The process involved a range of workflows depending on the type of water required. “We have a workflow for an ocean surface that just is natural in behavior and does not have any wide shots,” says Stasiuk. “Wide shots make a big difference! In that case you use a different simulation engine and a totally different approach where the first thing you do is design the surface and you do it in a bunch of components. The natural part of the surface is properly simulated but then we have all the art directed components, the art directed waves that come through which are the character aspects of this.” “Our tools allowed us to isolate a particular wave form and add it to the surface,” continues Stasiuk. “We can actually compile surfaces that are made up of a natural ambient wave field combined with isolated wave forms we can isolate in positions and timing. We can time warp them, deform them to make them steeper so they’re a little bit more scary, say. We can add those into this wave surface, and once we’ve got this 3D dimensionally composited wave surface, we can then add on properly simulated foam and wave crests and white caps.” – Above: this Fusion CI breakdown shows their ocean work for a previous episode of Once Upon a Time called ‘The Stranger’. You can find out more in this case study here.

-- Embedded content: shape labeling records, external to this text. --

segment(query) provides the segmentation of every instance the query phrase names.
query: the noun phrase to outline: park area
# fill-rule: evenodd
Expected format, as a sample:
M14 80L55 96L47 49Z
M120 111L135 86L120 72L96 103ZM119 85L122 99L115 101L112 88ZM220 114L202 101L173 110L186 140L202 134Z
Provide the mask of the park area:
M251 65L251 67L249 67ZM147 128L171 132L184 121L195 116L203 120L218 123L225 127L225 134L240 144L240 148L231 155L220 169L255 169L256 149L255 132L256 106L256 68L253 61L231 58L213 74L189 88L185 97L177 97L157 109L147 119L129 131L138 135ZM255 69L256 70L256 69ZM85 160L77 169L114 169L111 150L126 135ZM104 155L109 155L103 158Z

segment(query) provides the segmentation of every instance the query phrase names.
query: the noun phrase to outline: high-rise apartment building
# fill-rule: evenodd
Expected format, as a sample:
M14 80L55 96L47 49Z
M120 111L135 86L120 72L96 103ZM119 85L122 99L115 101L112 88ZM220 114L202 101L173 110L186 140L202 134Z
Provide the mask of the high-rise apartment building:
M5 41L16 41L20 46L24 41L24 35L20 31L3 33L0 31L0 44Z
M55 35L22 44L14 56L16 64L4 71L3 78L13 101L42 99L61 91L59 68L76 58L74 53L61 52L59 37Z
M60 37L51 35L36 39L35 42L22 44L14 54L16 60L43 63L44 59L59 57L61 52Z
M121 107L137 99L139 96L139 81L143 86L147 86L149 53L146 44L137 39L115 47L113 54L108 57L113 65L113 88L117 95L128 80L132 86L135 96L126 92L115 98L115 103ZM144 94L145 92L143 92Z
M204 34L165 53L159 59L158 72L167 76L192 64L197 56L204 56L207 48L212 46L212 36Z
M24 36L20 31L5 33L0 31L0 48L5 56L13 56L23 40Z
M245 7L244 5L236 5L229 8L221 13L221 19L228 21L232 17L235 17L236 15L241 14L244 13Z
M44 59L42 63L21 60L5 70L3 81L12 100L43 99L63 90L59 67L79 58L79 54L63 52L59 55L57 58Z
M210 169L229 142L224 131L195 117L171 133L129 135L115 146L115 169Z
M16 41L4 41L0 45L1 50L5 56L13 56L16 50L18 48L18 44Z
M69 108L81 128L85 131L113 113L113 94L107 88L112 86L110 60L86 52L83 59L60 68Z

Zoic would send Fusion geometry for the boat as well as camera animation and a proxy ocean – a simplified ocean surface. “We do all our simulation design work,” says Stasiuk, “and send them back initially low res versions of the surface, low res versions of the wave crests and white caps. It gives them a chance to test out their lighting and do previews for the client and start getting approvals. As soon as they get those approvals we start cranking up the detail level. In the shots, it was about 25-30 hero wave crests in each shot, and something like a couple of 100 white caps per shot and a foam pass on top of that. For the foam passes we give them interaction maps – the interaction between the particles and the surface – sometimes referred to as wet maps. And we have particle sets for the white caps, particle sets for the hero wave sets.” Fusion relied on RealFlow for the ocean surface, as well as in-house plugins to that software for specific looks. Lighting and rendering was handled by Zoic, who, in particular, used Krakatoa to render the particles that comprised the wave crests and white caps.